Wu Xi, Xing Puyuan, Shi Min, Guo Weihua, Zhao Fangping, Zhu Honglin, Xiao Jianping, Wan Jinghai, Li Junling
General Department, National Cancer Center/National Clinical Research Center for Cancer/Cancer Hospital, Chinese Academy of Medical Sciences and Peking Union Medical College, Beijing, China.
Department of Medical Oncology, National Cancer Center/National Clinical Research Center for Cancer/Cancer Hospital, Chinese Academy of Medical Sciences and Peking Union Medical College, Beijing, China.
Front Oncol. 2022 Apr 28;12:664420. doi: 10.3389/fonc.2022.664420. eCollection 2022.
Leptomeningeal metastasis (LM) commonly occurs in non-small cell lung cancer (NSCLC) patients and has a poor prognosis. Due to limited access to leptomeningeal lesions, the genetic characteristics of LM have not been explored to date. Cerebrospinal fluid (CSF) may be the most representative liquid biopsy medium to obtain genomic information from LM in NSCLC.
CSF biopsies and matched peripheral blood biopsies were collected from 33 NSCLC patients with LM. We profiled genetic alterations from LM by comparing CSF cell-free DNA (cfDNA) with plasma cfDNA. Somatic mutations were examined using targeted sequencing. Genomic instability was analyzed by low-coverage whole-genome sequencing (WGS).
Driver mutations were detected in 100% of CSF cfDNA with much higher variant allele frequency than that in matched plasma cfDNA (57.5%). Furthermore, we found that the proportions of CSF cfDNA fragments below 150 bp were significantly higher than those in plasma cfDNA. These findings indicate enrichment of circulating tumor DNA (ctDNA) in CSF and explain the high sensitivity of mutation detection in the CSF. The absence of some mutations in CSF cfDNA-especially the first-/second-generation mutation T790M, which confers resistance to epidermal growth factor receptor (EGFR)-Tyrosine kinase inhibitors (TKIs)-that were present in plasma cfDNA samples indicates different mechanisms of cancer evolution between LM and extracranial lesions. In addition, 86.6% of CSF ctDNA samples revealed high levels of genomic instability compared with 2.5% in plasma cfDNA samples. A higher number of large-scale state transitions (LSTs) in CSF cfDNA were associated with a shorter overall survival (OS).
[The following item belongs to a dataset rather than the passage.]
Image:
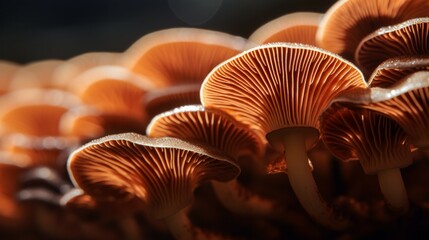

Our results suggest that LM and extracranial lesions develop independently. Both CSF cfDNA genetic profiling and plasma cfDNA genetic profiling are necessary for clinical decision-making for NSCLC patients with LM. Through CSF-based low-coverage WGS, a high level of LSTs was identified as a potential biomarker of poor prognosis.
软脑膜转移(LM)常见于非小细胞肺癌(NSCLC)患者,预后较差。由于获取软脑膜病变组织有限,迄今为止尚未对LM的基因特征进行探索。脑脊液(CSF)可能是从NSCLC患者的LM中获取基因组信息的最具代表性的液体活检介质。
收集了33例NSCLC合并LM患者的CSF活检样本和匹配的外周血活检样本。通过比较CSF游离DNA(cfDNA)与血浆cfDNA,对LM的基因改变进行分析。使用靶向测序检测体细胞突变。通过低覆盖度全基因组测序(WGS)分析基因组不稳定性。
在100%的CSF cfDNA中检测到驱动突变,其变异等位基因频率远高于匹配的血浆cfDNA(57.5%)。此外,我们发现CSF中低于150 bp的cfDNA片段比例显著高于血浆cfDNA。这些发现表明CSF中循环肿瘤DNA(ctDNA)富集,并解释了CSF中突变检测的高灵敏度。CSF cfDNA中某些突变的缺失,尤其是血浆cfDNA样本中存在的赋予对表皮生长因子受体(EGFR)-酪氨酸激酶抑制剂(TKIs)耐药性的第一代/第二代突变T790M,表明LM与颅外病变之间存在不同的癌症进化机制。此外,86.6%的CSF ctDNA样本显示出高水平的基因组不稳定性,而血浆cfDNA样本中这一比例为2.5%。CSF cfDNA中较高数量的大规模状态转换(LSTs)与较短的总生存期(OS)相关。
我们的结果表明,LM与颅外病变独立发展。对于NSCLC合并LM的患者,CSF cfDNA基因分析和血浆cfDNA基因分析对于临床决策均有必要。通过基于CSF的低覆盖度WGS,高水平的LSTs被确定为预后不良的潜在生物标志物。